The error rate I get for data entry tasks is around 0.5%-1% discrepancy
between double entry. If you use prior reliability of the worker to tie break
between who's right it drops to <0.1% error rate.

------
logfromblammo
I once did campaign finance data entry as a child laborer for a newspaper
reporter. I entered all the contribution reports for all the the state house
and senate races. It was crates upon boxes of public-record paper documents.
According to the reporter, I probably only made one mistake in the dollar
amounts, due to a single missing contribution report. Not bad for a kid.
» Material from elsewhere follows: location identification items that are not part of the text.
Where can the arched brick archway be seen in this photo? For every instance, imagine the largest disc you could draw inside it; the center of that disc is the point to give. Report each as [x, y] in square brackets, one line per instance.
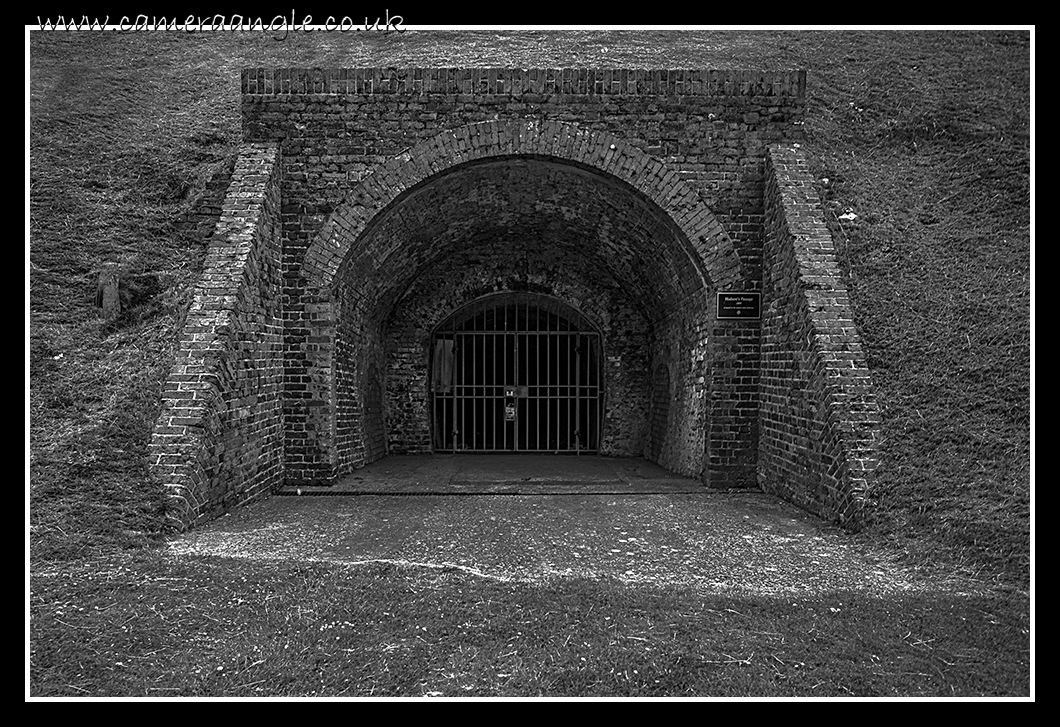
[386, 233]
[707, 245]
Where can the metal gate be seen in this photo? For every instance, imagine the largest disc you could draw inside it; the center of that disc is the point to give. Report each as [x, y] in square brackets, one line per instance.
[516, 373]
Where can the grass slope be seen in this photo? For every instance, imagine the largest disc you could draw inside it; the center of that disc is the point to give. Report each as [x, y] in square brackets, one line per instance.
[923, 136]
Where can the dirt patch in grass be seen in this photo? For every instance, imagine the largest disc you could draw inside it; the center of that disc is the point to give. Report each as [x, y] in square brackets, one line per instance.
[154, 624]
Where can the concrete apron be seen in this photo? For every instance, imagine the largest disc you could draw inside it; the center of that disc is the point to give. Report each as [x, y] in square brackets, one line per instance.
[533, 518]
[506, 474]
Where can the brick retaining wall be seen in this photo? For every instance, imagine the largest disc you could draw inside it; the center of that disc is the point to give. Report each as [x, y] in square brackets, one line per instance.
[819, 419]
But it took forever, and it was relatively expensive for the newspaper. This
was way back in the early 1990s. Since then, paper filings tapered off, and
electronic filings replaced them. It really is a far better way to do it.
Clearly, these records need to be digitized to create public transparency, and
that need is apparently being met by bottom-feeding tax-eaters doing a
minimum-effort job at a top-shelf price. I am not surprised these records are
being botched, but I am surprised this story is coming out only now, rather
than back in 2001.

------
kokey
Oh this reminded me immediately of this story about a data migration project
[https://thedailywtf.com/articles/Importing-Data-the-WTF-
Way](https://thedailywtf.com/articles/Importing-Data-the-WTF-Way)

------
ianhawes
My understanding is that Senate campaigns _can_ file electronically, but are
not legally required and therefore do not.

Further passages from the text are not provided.